Omar G. Tlachi | Después de 22 años operando crisis, organizando eventos para gobernadores y especializándome en mercadotecnia política, uno desarrolla un olfato especial para detectar el aroma a «control de daños» desesperado. No es magia, es técnica: cuando la realidad te explota en la cara, inventas un enemigo externo para que la gente mire hacia otro lado.

​Hoy, el manual de Morena está en su capítulo más cómico: el victimismo patriótico. Ante el «pequeño detalle» de que Estados Unidos señala al gobernador Rocha Moya y a otros funcionarios por nexos con el narco, la orden es gritar «¡Intervencionismo!» a todo pulmón. Es una estrategia brillante para el mercado del resentimiento; nada como envolverse en la bandera nacional para tapar las manchas de lodo.

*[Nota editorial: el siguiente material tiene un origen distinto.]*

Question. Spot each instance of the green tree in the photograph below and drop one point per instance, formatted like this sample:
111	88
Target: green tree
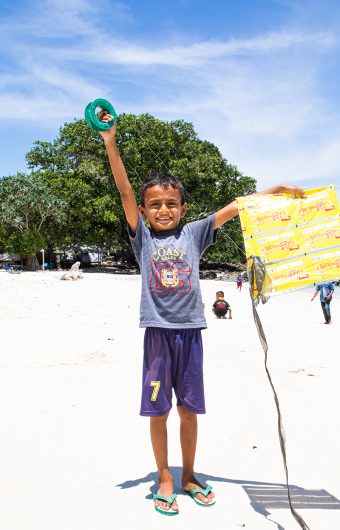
29	213
76	168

​Lo que me fascina es la memoria selectiva de esta administración. ¿Se acuerdan cuando celebraban las acusaciones contra García Luna como si fueran el Evangelio? Ahí la justicia gringa era heroica y pura. Pero hoy, cuando los señalados visten de guinda, los gringos son los villanos imperiales. ¡Vaya flexibilidad moral! No entregar a los implicados NO es defender la soberanía, es ponerle un «Escudo Nacional» a la impunidad. Y mientras aquí juegan al nacionalismo de cartón, Donald Trump ya avisó que vendrá por los cárteles y todos los involucrados con o sin permiso.

Avisados están: el orgullo sale caro cuando se usa para encubrir.

En nuestra Tlaxcala, el guion es igual de cínico. Mientras el Secretario de Seguridad jura y perjura que aquí no operan cárteles —seguramente las mantas con amenazas que aparecen son solo «mensajes de amistad» malinterpretados—, yo me pregunto: ¿Cuánto falta para que veamos alguna visa tlaxcalteca cancelada en las noticias? Como experto en crisis, les doy un consejo gratis: el lodo que salpica desde Sinaloa vuela lejos y podría enterrar las ilusiones del 2027. El intervencionismo no se evita con discursos de izquierda de los años 70; se evita trabajando, limpiando la casa y dejando de ser comparsa del crimen. Pero claro, pedirles que hagan su trabajo y metan a la cárcel a los suyos es, probablemente, ser demasiado inoportuno.

Postdata necesaria: No puedo cerrar esta columna sin expresar mi total solidaridad con Omar Corte, Presidente la asociación Nunca dejes de brillar. En un estado que presume transformación, los actos de homofobia que sufrió recientemente son una señal de lo mucho que nos falta como sociedad. El odio no tiene cabida en una Tlaxcala que aspire a la justicia; mi respaldo total a mi tocayo en su lucha por la dignidad y el respeto.